Graffiti Stencils auf Papier
In den letzten Monaten habe ich viel Zeit damit verbracht komplexe Schablonen bzw. Stencils zu anzufertigen, die als Basis dienten, um abstrakte Strukturen und Objekte auf Papier oder Leinwand zu übertragen. Für den Laien: Ich habe mit einem Grafikmesser Flächen ausgeschnitten, die ich durch die Kombination aus Objekten und Strukturen erzeugt habe.
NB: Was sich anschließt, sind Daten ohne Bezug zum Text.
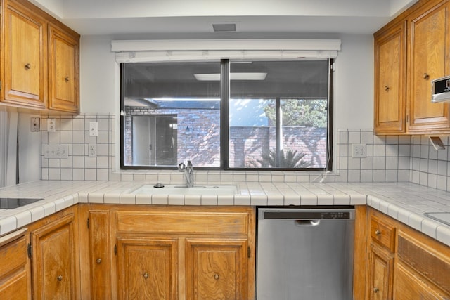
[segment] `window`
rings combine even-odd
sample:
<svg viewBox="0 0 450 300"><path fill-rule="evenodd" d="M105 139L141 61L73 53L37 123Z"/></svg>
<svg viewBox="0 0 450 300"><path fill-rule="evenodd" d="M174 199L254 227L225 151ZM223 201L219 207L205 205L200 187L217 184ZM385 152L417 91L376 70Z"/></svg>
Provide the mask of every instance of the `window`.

Stencil als Schablonentechnik und Bestandteil der Street Art
Stencil (englisch für Schablone) als Technik ist aus der Graffiti-Szene bekannt, u.a. auch durch den Street Art Künstler Banksy. Allerdings wurde die Technik nicht von der Graffiti-Szene erfunden, sondern schon in den 20er und 30er Jahren eigensetzt, um Farben aufzutragen. Reguläre Druckverfahren lieferten oft schlechte Ergebnisse, wenn flächige Schriften erzeugt werden sollten. Die Punkszene hat die Technik dann für sich entdeckt und aktiv angewendet, da man schnell und einfach seine Botschaft auf Wände oder andere Flächen auftragen konnte.
Beim Stencil werden die offenen Flächen, die Farbe durchlassen, „Islands“ genannt, die anderen Flächen „Bridges“. Für den Farbauftrag kann man Sprühfarben nutzen aber auch Farbrollen oder andere Methoden für den Farbauftrag.
Stencil Kunst: Inspiriert durch Silhouetten, Netzstrumpfhosen und Straßenmarkierungen
Irgendwann haben ich angefangen mit Netzstrumpfhosen zu experimentiert und deren Strukturen auf Holz übertragen. Das Spannen der Netzstrumpfhosen hat aber im ersten Schritt kein gutes Ergebniss geliefert, sodass ein Zwischenschritt hinzukam. Das Scannen einer gespannten Netzstrumpfhose und das anschließende Vektorisieren gab mir die Möglichkeit, die Flächen zu optimieren und sichtbarer zu machen.
Diese Flächen wurden dann mit Silhouetten kombiniert, sodass neue Objekte enstanden. Dann folgte der Schritt des Ausschneidens für die Schablone: Unzählige Arbeitsstunden und viele Grafikmesserklingen waren nötig, um die Stencil Kunst zu erschaffen, die ich als Serie Ghosts and Shadows bezeichne.
Scherenschnitt-Kunst
Durch die Vektorisierung werden die Schatten und Flächen reduziert und somit gestört. Von der Person ist nichts mehr zu erkennen. Dann wird die Netzstruktur hinzugefügt und die Basis angepasst. Schließlich erfolgt das Ausschneiden mit dem Grafikmesser.
XXL Graffiti Stencil
Die Finger tun weh, es ist kalt und ich habe noch nicht einmal ein Fünftel aller schwarzen Flächen ausgeschnitten. Das Papier ist ein schweres Acrylpapier und entsprechend hart, so dass die Cutterklingen schnell verschleißen. Ohne impulsive elektronische Beats auf den Ohren würde ich es nicht lange aushalten. Aber irgendwie ist die dunkle kalte Halle der Schaumburg Bonn der ideale Ort für diese Art von Kunstwerken und unterstreicht den Prozess, der mir inzwischen wie ein Kampf vorkommt. Ich schaltete völlig ab und vergaß alles um mich herum. Da ich nicht ständig an der Schablone gearbeitet habe, vergingen Tage, Wochen, Monate.
Erst ein halbes Jahr später war sie fertig und die riesige Graffiti-Schablone war bereit für den Farbauftrag. Ich kann nicht sagen, wie lange ich am Ende gebraucht habe, um alle schwarzen Schichten auszuschneiden. Dann kamen Graffiti und Acrylfarbe zum Einsatz und der Moment der Wahrheit folgte. Wenn man die Schablone abhebt, kann man sehen, ob die visuelle Idee dem entspricht, was man auf dem Papier sieht. 3D- und Schwarzlichteffekt in einem Kunstwerk.